Our literary-minded St. Francis de Sales Parish has always kept up with local reading trends. Today, we have several book clubs; in the early 2000s, we had a library in the back of the church; long ago, we had a bookstore and lending library on Baltimore Ave.
The Journal of Library History reports that “Rental libraries were all the rage in the 1920s and 1930s coming seemingly out of nowhere and threatening to transform totally the reading and book buying habits of the American public.” On Baltimore Avenue number 4726 (Vientiane Cafe today) was the Terry Shop in 1939, run by W.A. Fares, and offering “unusual gifts” and a “lending library.” When that business left, SFDS took over and in May 1944, opened its own Parish Lending Library on the spot.
What did the lending library do? The Parish Monthly Bulletin noted that “The purpose of the Parish lending library is to make good literature easily available for everyone…” The library was open day and evening hours Patron membership of $5.00 allowed two books to be borrowed per week; an Annual $2 membership entitled patrons to rent one book a week at a fee of one cent per day; and nonmembers could rent single books for three cents a day.
The venture seemed to be successful: by its first anniversary, it had “a membership of 1,107 persons and over 200 of these are non-Catholics.
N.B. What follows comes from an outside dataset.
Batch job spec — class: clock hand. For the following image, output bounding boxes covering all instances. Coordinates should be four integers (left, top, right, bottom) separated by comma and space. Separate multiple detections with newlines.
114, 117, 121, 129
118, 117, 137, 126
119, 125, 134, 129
It has on its shelves 1,576 volumes, all of the latest in Catholic books and the approved best-sellers. To date is has circulated 7,192 books among a variety of readers. The average patronage is 42 persons a day.” What were people reading? Lists published in the Parish Monthly Bulletin included a variety of books such as Communism and the Conscience of the West by Fulton Sheen; Powder Puff: the Adventures of the Easter Bunny in the City; The Remembered Face of Ireland by Josephine Hunt Raymond; Of Flight and Life by Charles Lindbergh; and More Murder in a Nunnery by Eric Shepherd among many others.
The Parish Monthly Bulletin also published a list of the 21 librarians. Census data from 1940 brings them to life: among them, Loretta Mulloy, who lived at 4811 Chester, was 18 in 1940, and the middle child of seven living at home with parents. Frances Cunniff, at 431 South 50th, was 31 in 1940, working as a clerk in a printing firm, living at home with parents and two siblings. Rita Duffy, at 4634 Chester, was a secretary/stenographer for a coffee importer. Her brother, age 32 and unmarried in 1940, was listed as “head of household,” with mother and ten siblings (youngest age 16) all living at home. Adele Smith, 1110 South 52nd Street, had attended three years of college and was a teacher, living at home with Mom and four siblings. Less than half were married, which makes sense: the library could have been considered a safe place to meet and socialize!
What happened to the Parish Lending Library in the end? Short answer: it moved to the basement (Choir Room) of the SFDS Little School in 1954. Long answer: The Journal of Library History concludes that “The rise of paperbacks and television, coupled with the increased cost of books after World War II, contributed to the demise of the rental business.”